Another challenge, said Theresa (Gonzales, EMSA, CA), was not having everyone trained on the application processes. “In the very beginning, it was just me and Theresa doing onboarding for personnel, and we had to fly out to different sites to get people onboarded and complete applications. It would have been better in the very beginning if we trained a whole team of people at each site to do this application process, so we didn’t have to go from site to site making the applications. Also, figuring out the area of expertise each volunteer has. We’d send them out, but a nurse isn’t just a nurse. There are all types of nurses. We had to make sure they had ICU experience. We had to fill alternate care site roles providing patients. We needed to make sure they that level of expertise before sending them out the door.”

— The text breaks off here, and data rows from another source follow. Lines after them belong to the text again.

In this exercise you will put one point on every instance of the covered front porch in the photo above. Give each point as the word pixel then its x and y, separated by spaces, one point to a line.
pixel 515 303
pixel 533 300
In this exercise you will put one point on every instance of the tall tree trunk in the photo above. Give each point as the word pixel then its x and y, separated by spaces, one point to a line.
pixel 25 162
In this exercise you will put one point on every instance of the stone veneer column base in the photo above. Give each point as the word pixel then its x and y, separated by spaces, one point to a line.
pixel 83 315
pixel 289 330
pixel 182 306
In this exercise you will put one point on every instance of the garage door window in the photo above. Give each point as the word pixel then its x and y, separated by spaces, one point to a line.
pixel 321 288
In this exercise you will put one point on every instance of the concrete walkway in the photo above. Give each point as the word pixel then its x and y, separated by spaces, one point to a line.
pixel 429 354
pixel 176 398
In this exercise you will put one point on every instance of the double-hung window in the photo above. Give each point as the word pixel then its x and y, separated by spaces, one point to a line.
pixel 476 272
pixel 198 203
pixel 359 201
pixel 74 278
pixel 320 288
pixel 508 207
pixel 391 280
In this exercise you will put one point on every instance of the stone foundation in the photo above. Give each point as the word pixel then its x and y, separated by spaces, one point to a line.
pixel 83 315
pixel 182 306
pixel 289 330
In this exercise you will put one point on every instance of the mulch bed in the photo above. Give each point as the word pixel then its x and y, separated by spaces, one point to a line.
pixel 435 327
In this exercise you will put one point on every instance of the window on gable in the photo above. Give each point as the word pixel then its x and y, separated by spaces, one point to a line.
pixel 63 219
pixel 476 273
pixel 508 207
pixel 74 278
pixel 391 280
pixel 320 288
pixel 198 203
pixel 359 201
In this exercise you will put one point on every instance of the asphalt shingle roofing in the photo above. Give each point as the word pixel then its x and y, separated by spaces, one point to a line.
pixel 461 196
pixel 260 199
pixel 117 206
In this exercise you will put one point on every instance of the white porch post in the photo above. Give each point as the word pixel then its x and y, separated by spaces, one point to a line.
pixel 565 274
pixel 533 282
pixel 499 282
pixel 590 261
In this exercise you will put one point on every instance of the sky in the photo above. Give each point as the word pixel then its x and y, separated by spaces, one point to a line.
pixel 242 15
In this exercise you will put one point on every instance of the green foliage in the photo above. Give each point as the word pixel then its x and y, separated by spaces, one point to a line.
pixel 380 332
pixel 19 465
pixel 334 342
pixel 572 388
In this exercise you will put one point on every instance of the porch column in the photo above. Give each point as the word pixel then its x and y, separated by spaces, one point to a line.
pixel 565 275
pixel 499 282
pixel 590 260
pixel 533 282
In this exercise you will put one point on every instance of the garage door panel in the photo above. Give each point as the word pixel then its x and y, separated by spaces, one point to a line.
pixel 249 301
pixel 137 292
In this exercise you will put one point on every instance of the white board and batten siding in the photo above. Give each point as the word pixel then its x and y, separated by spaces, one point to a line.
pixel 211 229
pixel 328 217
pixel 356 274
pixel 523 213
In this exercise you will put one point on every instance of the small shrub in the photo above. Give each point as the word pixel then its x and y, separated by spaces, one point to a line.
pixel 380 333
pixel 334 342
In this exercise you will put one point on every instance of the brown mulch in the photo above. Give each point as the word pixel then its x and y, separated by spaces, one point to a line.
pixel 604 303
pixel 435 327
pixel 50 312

remote work meeting on a laptop

(Rivera, PHCP, TX)

When this branch was created, we really didn’t have anything in place. We didn’t have time to research Standard Operating Procedures (SOPs); we had to piece things together. We did a calldown, and I got different types of people from all over the state. I was very specific for what we needed, but three-quarters of them had no response and recovery experience, much less TDDR experience, so we had to train all these folks on the fly. It went from training in the office to having to train folks virtually. Then we found out that everyone’s bandwidth is different, so we had to use [Microsoft] Teams. And everyone said, ‘What’s Teams?’ Our recruitment process was very difficult. Now, because of this, I have SOPs for all of this. In the end, volunteers should have been recruited at the local level.

3. Logistical Challenges

(Gonzales, EMSA, CA)

“We supported many skilled nursing facilities with our CAL-MAT logistics teams to make sure that our volunteers going out had the proper PPE, that they were fit-tested—we wanted to make sure anyone we were sending out was safe.”

(Hernandez, AZDHS)

“There is logistical infrastructure that needs to be assessed to make sure all mechanisms are in place,” said Hernandez. Specifically, AZDHS needs help connecting teams when they arrive for duty, expedited license reciprocity and fingerprinting, and fit-testing for PPE.

personal protective equipment, mask goggles and gloves

Further, AZDHS needed to fortify rural areas, where there were curfews in effect. “It’s rural, there’s a curfew, and volunteers have no access to food,” said Hernandez. “People working in their local area will bring food from home or eat at home. But for teams that get mobilized there, care and feeding is going to be very important.” Hernandez said they needed backup plans with emergency MREs like a cycle of food drop-off. “We instituted a helpline so volunteers can call to address anything from transport issues to glitches in their care and feeding.”

(Rivera, PHCP, TX)

“The first thing I would change is to have the volunteers volunteer at their local jurisdictions. This was a big challenge that had a domino effect and was very hard to control. If the state is planning to do a calldown from the Governor, it would be better if the volunteers were redirected to their local volunteer organizations. When the branch was first created, we would receive requests from hospitals requesting volunteers. If the hospital in Brownsville needed volunteers, we would blast the assignment out to all of our volunteers throughout the state. We would get volunteers from Dallas who were expected to travel down to Brownsville on their own dime. The volunteers were spending their own money; it was unfortunate because we were asking a lot of our volunteers and really providing nothing. Some of these facilities were able to provide support—amenities like lodging, food, mileage—but there were facilities that could provide no amenities, so we were not able to fulfill an assignment. The challenge was that the volunteers lived far away, and it was up to them to self-select.”